A striped bass swimming in Maine’s coastal waters

NFWF’s science-based, competitive grant-making process ensures that our partners’ conservation investments support projects that generate measurable results for wildlife.

Quantifying these results can, at times, be relatively straightforward: acres of habitat conserved or restored, miles of streams reconnected, increase in the number of breeding pairs of a particular bird species.

Beyond such project-specific metrics lie far more complicated considerations. Are these gains likely to persist, and can we build on those successes? How can we make sure the benefits accrued won’t be lost to short-term setbacks such as storms, floods or wildfires? Which types of investments will help wildlife, natural habitats and human communities withstand the negative effects of climate change?

The overarching goal, in a word? Resilience

Nowhere is this concept more important than along the nation’s coasts, where many of the modern world’s most intractable environmental challenges collide. There is no magic wand, no single solution to deal with rapid population growth, urban development, habitat loss, pollution, rising sea levels and the intensifying threat of storms. The stakes are incredibly high along our coasts, not just for wildlife but also for the estimated 130 million Americans who live there. 

Throughout 2021, NFWF worked with a growing number of major partners in the public and private sectors determined to act quickly, and at an unprecedented scale, to strengthen coastal resilience and safeguard the benefits of present-day conservation efforts for generations to come. The Foundation invested in coastal conservation throughout the nation’s most heavily populated watersheds, including those feeding the Chesapeake Bay, Long Island Sound, Delaware Bay, Puget Sound and the Great Lakes. NFWF also announced the third year of grants awarded through its National Coastal Resilience Fund, a landscape-scale program that restores, increases and strengthens natural infrastructure to protect coastal communities and enhance habitats for fish and wildlife. 
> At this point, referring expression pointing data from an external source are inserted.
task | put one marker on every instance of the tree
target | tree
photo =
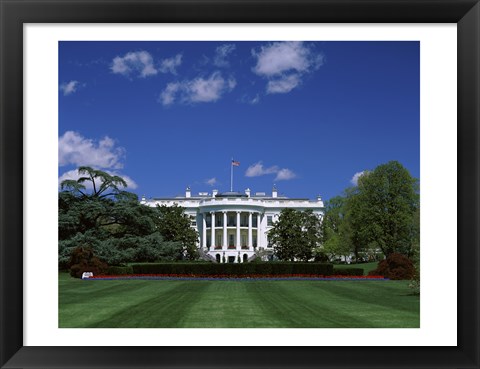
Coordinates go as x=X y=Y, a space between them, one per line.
x=94 y=212
x=383 y=206
x=336 y=228
x=295 y=235
x=102 y=183
x=174 y=225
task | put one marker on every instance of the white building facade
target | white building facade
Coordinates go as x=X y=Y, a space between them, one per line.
x=233 y=226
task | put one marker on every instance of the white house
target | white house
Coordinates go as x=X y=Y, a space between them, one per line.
x=234 y=225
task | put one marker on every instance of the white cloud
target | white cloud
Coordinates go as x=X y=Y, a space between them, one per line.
x=139 y=63
x=197 y=90
x=356 y=176
x=284 y=64
x=69 y=88
x=170 y=65
x=283 y=85
x=255 y=100
x=212 y=181
x=221 y=54
x=73 y=174
x=77 y=150
x=281 y=57
x=167 y=97
x=257 y=169
x=284 y=175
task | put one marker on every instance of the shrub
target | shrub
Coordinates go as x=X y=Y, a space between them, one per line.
x=233 y=269
x=395 y=266
x=122 y=270
x=83 y=260
x=349 y=271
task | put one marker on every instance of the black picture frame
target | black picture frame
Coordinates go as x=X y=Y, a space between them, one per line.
x=15 y=13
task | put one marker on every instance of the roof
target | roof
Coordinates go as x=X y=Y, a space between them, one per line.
x=231 y=194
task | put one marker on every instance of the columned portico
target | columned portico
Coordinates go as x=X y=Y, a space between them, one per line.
x=204 y=230
x=212 y=227
x=238 y=231
x=250 y=230
x=224 y=246
x=232 y=225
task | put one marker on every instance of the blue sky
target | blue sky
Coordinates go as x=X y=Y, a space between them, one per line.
x=306 y=116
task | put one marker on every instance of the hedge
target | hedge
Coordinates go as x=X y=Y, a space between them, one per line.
x=234 y=269
x=349 y=271
x=115 y=270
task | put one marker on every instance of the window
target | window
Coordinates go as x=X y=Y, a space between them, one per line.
x=244 y=221
x=269 y=220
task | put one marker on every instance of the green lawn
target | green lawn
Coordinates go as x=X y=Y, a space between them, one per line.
x=231 y=304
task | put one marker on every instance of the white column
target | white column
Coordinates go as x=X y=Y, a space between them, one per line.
x=259 y=230
x=204 y=230
x=225 y=230
x=213 y=230
x=250 y=244
x=238 y=230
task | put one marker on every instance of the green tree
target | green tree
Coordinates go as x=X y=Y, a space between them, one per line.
x=95 y=212
x=383 y=208
x=174 y=225
x=295 y=235
x=102 y=183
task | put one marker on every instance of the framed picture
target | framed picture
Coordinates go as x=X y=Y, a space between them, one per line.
x=15 y=143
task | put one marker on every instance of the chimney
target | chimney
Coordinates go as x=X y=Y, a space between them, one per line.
x=319 y=200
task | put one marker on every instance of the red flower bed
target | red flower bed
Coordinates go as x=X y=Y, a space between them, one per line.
x=229 y=276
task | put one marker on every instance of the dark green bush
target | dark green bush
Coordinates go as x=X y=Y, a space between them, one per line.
x=233 y=269
x=395 y=266
x=122 y=270
x=350 y=271
x=84 y=260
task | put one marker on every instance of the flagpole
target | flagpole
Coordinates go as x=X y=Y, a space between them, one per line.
x=231 y=176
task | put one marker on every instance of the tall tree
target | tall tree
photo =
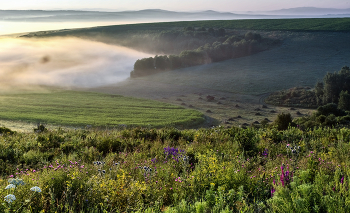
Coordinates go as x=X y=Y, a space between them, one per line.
x=344 y=101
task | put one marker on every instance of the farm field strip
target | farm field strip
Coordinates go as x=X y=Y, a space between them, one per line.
x=83 y=108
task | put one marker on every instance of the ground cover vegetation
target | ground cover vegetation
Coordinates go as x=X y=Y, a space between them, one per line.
x=334 y=89
x=77 y=109
x=219 y=46
x=330 y=96
x=170 y=170
x=309 y=25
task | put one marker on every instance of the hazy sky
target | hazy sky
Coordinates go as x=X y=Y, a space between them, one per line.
x=183 y=5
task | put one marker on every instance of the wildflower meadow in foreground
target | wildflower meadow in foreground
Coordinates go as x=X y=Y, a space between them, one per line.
x=168 y=170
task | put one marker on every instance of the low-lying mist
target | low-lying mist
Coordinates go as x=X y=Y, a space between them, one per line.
x=63 y=62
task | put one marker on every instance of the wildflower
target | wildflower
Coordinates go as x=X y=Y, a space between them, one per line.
x=16 y=181
x=10 y=198
x=10 y=186
x=35 y=189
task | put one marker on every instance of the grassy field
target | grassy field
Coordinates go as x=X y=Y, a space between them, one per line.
x=169 y=170
x=82 y=108
x=312 y=25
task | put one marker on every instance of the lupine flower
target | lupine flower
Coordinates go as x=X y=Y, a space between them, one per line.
x=10 y=198
x=16 y=181
x=10 y=186
x=35 y=189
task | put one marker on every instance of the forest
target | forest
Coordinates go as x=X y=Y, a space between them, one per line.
x=199 y=46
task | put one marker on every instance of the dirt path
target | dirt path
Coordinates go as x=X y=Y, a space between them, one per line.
x=241 y=85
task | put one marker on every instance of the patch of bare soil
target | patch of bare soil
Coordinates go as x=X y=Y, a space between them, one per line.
x=242 y=84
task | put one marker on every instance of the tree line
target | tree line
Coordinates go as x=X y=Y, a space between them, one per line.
x=335 y=88
x=225 y=47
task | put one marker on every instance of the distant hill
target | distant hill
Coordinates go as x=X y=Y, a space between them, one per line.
x=157 y=15
x=142 y=15
x=311 y=11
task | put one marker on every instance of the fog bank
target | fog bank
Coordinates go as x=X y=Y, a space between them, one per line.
x=66 y=62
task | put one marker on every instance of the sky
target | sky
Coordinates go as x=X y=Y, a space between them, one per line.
x=174 y=5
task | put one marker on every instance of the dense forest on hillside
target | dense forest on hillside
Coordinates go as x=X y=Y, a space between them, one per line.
x=335 y=88
x=201 y=46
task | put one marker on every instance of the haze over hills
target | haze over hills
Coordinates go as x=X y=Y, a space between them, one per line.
x=313 y=11
x=157 y=15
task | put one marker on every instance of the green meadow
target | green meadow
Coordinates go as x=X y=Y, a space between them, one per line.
x=82 y=108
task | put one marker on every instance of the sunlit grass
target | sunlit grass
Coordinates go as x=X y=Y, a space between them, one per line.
x=83 y=108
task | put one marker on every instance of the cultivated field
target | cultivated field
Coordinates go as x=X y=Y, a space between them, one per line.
x=302 y=60
x=79 y=109
x=310 y=49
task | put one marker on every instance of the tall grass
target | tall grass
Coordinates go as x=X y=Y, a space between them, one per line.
x=205 y=170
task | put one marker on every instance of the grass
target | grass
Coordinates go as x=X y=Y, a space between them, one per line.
x=308 y=25
x=206 y=170
x=83 y=108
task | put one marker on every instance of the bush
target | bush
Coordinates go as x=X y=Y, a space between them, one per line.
x=283 y=121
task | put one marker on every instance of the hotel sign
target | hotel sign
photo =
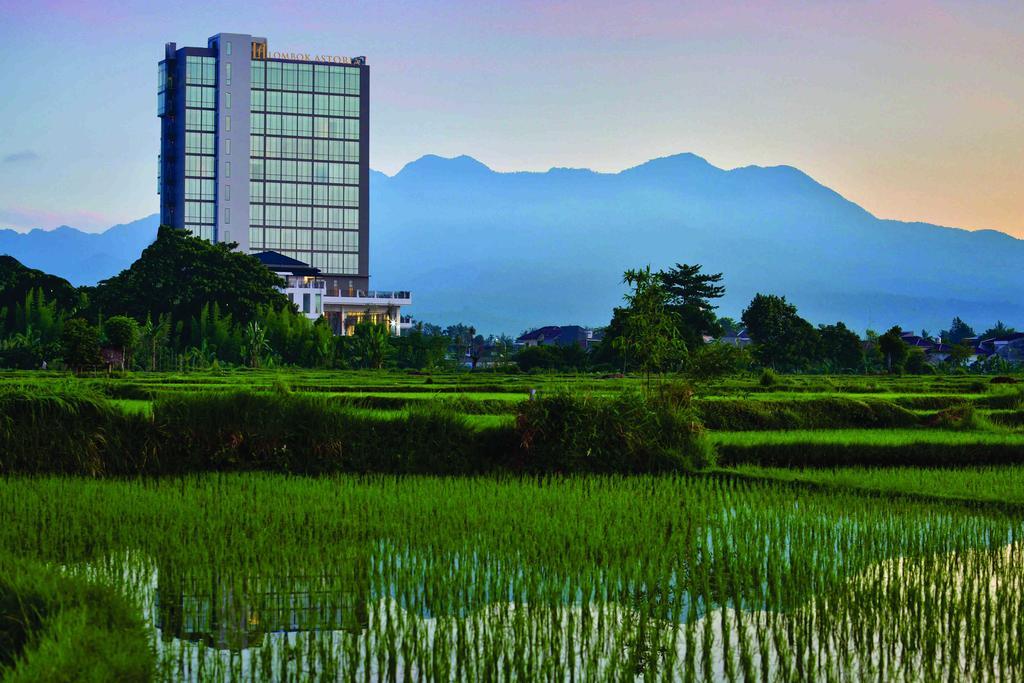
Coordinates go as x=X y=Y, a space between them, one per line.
x=259 y=52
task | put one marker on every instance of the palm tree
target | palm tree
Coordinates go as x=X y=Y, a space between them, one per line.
x=256 y=344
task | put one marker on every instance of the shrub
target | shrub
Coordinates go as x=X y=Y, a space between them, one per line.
x=569 y=432
x=307 y=434
x=57 y=628
x=69 y=429
x=826 y=413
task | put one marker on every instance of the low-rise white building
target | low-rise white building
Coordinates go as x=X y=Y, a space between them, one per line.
x=342 y=308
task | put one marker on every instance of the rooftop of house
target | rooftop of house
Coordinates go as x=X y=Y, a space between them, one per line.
x=285 y=264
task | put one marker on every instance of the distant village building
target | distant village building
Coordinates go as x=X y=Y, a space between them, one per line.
x=740 y=339
x=1008 y=347
x=935 y=351
x=554 y=335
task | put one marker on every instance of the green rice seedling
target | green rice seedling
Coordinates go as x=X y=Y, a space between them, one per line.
x=270 y=577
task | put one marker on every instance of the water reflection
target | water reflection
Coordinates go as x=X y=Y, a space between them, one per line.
x=226 y=611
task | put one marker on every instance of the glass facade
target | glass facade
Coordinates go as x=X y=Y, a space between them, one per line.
x=284 y=137
x=304 y=163
x=200 y=145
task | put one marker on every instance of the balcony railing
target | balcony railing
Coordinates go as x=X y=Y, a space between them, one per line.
x=312 y=285
x=372 y=294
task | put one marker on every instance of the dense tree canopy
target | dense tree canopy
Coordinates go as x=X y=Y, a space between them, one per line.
x=840 y=347
x=689 y=295
x=782 y=340
x=16 y=281
x=178 y=274
x=957 y=332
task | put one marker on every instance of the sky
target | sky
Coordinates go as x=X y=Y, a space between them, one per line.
x=912 y=109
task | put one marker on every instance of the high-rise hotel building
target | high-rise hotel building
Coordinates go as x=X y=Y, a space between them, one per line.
x=270 y=151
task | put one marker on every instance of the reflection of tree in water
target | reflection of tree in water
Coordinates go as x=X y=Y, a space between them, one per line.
x=233 y=609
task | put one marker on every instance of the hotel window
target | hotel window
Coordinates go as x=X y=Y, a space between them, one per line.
x=273 y=76
x=202 y=120
x=200 y=143
x=200 y=96
x=198 y=188
x=199 y=165
x=257 y=72
x=305 y=78
x=201 y=71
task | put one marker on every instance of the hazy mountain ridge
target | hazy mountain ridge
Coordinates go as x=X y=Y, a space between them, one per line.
x=82 y=258
x=506 y=251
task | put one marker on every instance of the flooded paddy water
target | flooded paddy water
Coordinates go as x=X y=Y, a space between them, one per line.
x=272 y=578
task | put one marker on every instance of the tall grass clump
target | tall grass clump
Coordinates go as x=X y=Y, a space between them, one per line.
x=58 y=628
x=307 y=434
x=631 y=432
x=817 y=413
x=69 y=429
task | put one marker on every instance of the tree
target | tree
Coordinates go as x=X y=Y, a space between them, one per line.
x=729 y=326
x=997 y=330
x=256 y=345
x=957 y=332
x=609 y=352
x=689 y=294
x=958 y=353
x=711 y=361
x=841 y=347
x=80 y=344
x=651 y=329
x=178 y=274
x=894 y=349
x=370 y=344
x=122 y=332
x=916 y=361
x=155 y=336
x=781 y=339
x=418 y=350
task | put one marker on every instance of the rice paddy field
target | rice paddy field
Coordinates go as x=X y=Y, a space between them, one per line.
x=850 y=529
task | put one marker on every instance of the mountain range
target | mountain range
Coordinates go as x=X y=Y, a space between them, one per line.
x=510 y=251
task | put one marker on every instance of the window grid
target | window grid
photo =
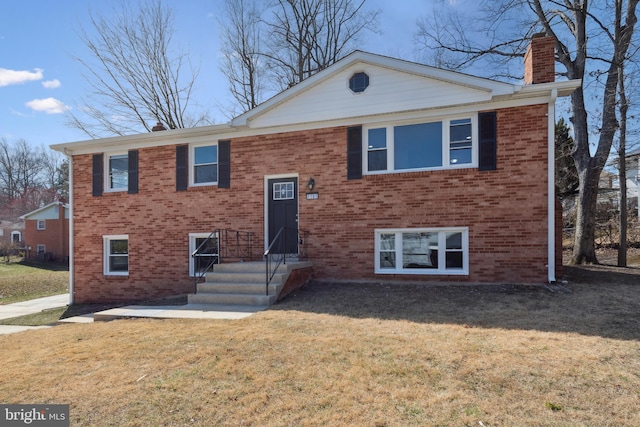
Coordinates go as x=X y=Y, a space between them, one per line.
x=422 y=251
x=449 y=143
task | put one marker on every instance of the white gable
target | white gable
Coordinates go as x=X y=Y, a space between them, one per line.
x=394 y=86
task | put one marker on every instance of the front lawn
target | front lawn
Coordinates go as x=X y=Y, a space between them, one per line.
x=21 y=282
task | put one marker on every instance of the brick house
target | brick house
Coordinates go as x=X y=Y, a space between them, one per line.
x=11 y=233
x=396 y=171
x=46 y=232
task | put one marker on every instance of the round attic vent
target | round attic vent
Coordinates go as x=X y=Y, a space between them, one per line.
x=359 y=82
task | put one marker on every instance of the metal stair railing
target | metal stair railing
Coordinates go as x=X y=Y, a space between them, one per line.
x=229 y=244
x=276 y=252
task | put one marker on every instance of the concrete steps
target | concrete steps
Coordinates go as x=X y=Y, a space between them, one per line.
x=243 y=284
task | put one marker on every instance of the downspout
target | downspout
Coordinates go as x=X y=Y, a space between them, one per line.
x=551 y=187
x=71 y=209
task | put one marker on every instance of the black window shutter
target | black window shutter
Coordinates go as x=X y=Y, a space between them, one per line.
x=224 y=164
x=133 y=172
x=354 y=152
x=487 y=158
x=182 y=167
x=97 y=175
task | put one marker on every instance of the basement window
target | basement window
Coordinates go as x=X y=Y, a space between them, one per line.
x=422 y=251
x=116 y=255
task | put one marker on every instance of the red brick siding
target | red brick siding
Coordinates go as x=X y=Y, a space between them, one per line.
x=505 y=210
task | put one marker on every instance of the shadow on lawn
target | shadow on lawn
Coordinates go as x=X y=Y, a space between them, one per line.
x=602 y=301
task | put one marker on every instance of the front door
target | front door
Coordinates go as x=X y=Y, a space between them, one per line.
x=283 y=213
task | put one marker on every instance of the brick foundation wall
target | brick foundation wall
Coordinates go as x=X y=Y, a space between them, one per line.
x=505 y=210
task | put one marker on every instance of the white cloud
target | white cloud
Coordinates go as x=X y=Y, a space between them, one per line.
x=48 y=105
x=51 y=84
x=13 y=77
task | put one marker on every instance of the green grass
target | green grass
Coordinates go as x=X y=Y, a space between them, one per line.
x=20 y=281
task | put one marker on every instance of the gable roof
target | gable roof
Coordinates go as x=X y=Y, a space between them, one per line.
x=43 y=210
x=396 y=86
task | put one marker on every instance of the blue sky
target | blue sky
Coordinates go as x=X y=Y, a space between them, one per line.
x=39 y=77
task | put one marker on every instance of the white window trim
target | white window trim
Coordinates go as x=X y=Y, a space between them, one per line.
x=106 y=253
x=107 y=172
x=446 y=121
x=423 y=271
x=192 y=248
x=192 y=160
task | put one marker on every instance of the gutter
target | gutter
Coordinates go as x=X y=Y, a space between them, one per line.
x=551 y=188
x=71 y=252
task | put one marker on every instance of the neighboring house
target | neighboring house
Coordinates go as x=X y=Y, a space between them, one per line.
x=398 y=172
x=46 y=232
In 2021, NFWF awarded more than $37 million in grants through the National Coastal Resilience Fund, pushing the program’s total investment since its founding in 2018 to more than $90 million. Since its inception in 2018, NCRF has supported projects that will enhance or restore more than 18,000 acres of coastal habitat and reduce flood and erosion risk for nearly 100,000 properties and 2,000 infrastructure assets.

The ambitious projects supported by this fund will be a boon to the fish, birds and other wildlife species that depend on rich coastal marshes and wetlands, dune and beach systems, oyster beds, coral reefs and barrier islands.